The hidden entrance of 'Bar Leather Apron'
I have always tried to go to the top rated cocktail bar in each city that I have visited and the one over here was called ‘Bar Leather Apron’.  It was about a mile away in the heart of downtown and I decided to walk there.  It road took me along the waterfront, next to the pier with massive “cruise ships” and into what looked like the financial district.  The problem was locating the place, because there was no sign and there was nothing resembling a bar at the stated address.  I tried calling them, but reached a voicemail and now I was truly stuck.  I entered a high rise building and asked the security guard if he knew where the place was and to my surprise, he pointed upwards, saying I should go around the corner and up flight of stairs.  Now I found it and even though it had been just a few minutes past the opening, there were already several folks here.  I was directed to a table and ordered their signature drink, “E Ho’Opau Mai Tai” or “World’s Best Mai Tai”, apparently having won the award in 2015.  While it was quite good, I didn’t even think it was the best “Mai Tai” I have had this evening.  But, they made a production out of presenting it, with smoke and all the pretentiousness that the best bar in the city carries.  People were now coming in droves, including a group who said that they had come straight from the airport – my kind of people.  I called an ‘Uber’ back to my hotel, making sure I identified a landmark first, and arrived with plenty of time to spare before my dinner.

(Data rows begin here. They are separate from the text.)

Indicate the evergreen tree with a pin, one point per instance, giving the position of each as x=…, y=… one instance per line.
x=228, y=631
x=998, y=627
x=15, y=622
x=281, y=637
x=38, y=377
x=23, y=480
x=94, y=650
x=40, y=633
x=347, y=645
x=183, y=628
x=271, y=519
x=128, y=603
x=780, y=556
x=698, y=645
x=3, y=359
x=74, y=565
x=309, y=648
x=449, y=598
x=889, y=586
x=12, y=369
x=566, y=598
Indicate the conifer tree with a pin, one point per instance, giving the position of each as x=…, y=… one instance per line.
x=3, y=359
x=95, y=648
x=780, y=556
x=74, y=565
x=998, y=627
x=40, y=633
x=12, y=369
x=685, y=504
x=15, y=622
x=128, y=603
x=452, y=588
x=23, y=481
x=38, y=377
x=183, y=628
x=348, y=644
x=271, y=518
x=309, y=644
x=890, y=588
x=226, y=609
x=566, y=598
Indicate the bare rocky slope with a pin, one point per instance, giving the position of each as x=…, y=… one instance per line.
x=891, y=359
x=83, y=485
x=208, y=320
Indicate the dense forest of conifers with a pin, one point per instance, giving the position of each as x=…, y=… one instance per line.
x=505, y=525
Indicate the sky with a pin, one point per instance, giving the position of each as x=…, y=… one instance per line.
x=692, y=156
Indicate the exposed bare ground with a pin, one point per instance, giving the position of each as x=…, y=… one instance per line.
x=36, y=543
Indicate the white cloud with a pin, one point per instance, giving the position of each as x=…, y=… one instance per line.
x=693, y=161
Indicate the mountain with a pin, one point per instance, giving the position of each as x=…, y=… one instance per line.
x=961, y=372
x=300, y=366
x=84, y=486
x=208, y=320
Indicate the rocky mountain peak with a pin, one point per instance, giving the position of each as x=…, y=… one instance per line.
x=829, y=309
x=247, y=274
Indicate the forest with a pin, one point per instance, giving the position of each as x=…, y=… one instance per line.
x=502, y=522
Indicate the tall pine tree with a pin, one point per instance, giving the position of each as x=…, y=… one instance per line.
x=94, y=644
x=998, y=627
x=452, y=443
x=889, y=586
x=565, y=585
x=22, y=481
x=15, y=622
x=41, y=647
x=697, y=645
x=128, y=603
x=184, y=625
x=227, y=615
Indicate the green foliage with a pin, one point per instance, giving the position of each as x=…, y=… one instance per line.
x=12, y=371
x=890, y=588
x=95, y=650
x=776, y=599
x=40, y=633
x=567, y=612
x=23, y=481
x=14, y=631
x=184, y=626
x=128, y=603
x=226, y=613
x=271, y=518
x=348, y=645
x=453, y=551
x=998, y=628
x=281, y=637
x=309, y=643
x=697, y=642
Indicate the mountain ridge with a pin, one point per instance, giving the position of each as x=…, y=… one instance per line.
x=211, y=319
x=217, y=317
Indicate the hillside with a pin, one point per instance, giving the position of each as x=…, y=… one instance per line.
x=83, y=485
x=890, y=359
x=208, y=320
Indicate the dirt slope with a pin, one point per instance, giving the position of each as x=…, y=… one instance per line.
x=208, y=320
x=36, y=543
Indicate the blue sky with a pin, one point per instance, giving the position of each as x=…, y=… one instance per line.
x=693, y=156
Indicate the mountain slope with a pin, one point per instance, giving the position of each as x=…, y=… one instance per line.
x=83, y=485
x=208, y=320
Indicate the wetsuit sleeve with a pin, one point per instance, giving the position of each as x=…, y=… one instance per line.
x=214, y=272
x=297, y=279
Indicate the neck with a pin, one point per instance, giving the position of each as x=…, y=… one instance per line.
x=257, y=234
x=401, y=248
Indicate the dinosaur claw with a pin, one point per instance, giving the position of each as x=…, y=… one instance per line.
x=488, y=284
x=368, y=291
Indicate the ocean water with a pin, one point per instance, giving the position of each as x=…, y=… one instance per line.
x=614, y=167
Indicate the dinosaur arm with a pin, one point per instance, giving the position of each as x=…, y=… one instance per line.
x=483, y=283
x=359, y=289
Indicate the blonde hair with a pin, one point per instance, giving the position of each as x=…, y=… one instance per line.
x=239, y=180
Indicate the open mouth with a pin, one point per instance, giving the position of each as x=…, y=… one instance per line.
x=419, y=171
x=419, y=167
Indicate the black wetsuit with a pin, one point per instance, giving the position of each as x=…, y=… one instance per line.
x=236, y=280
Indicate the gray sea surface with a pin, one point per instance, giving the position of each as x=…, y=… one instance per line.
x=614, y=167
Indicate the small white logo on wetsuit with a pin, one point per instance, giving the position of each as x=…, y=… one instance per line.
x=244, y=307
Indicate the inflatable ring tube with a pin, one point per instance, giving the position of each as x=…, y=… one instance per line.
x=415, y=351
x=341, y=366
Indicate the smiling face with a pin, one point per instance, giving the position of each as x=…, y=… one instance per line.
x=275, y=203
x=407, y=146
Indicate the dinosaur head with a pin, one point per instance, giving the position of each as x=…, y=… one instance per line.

And the hidden entrance of 'Vintage Cave Club'
In my research, ‘Vintage Cave Club’, had been identified as the most exclusive place in the city; with President Obama and the First Lady having dined there.  Initially I had made a reservation for later in the evening, but with my early morning wake up call, I had moved it to 7 pm.  I walked over to the mall as before and descended down to the basement. Once again, I was unable to see the place and so called them.  I waited outside ‘Barnes & Nobel’ and very soon a lady appeared and guided me towards a narrow alley.  I entered though some doors and into an elevator that deposited me one floor up, meaning that they could have had their entrance in a much more respectable location. But where’s the fun in that?  The interior looked like a dungeon…and a museum.  There were paintings and display cases lined up against arched brick walls and the only thing missing was flaming torches.  I loved it.

The interior
The service was excellent, as can be expected of a top notch place, though we did not start off well.  I ordered an ‘Old Fashioned’ and when it appeared in a glass full of ice cubes, I asked the server to make it with just one big one…as this drink should be.  When he said that they did not have it, I said that I would change my order.  Now, this was me being a jerk, but I was also paying a fair sum for this experience.  While I would never do this is a normal bar, any place who claims to be known for their cocktails or a place like this which charges one an arm and a leg, should know better.  The dinner itself was outstanding and well worth the visit.  At the end I emerged into the same alley, climbed up the stairs, and through the mall towards my hotel.  I was back at a decent hour and if today had been a long day, tomorrow would be even longer.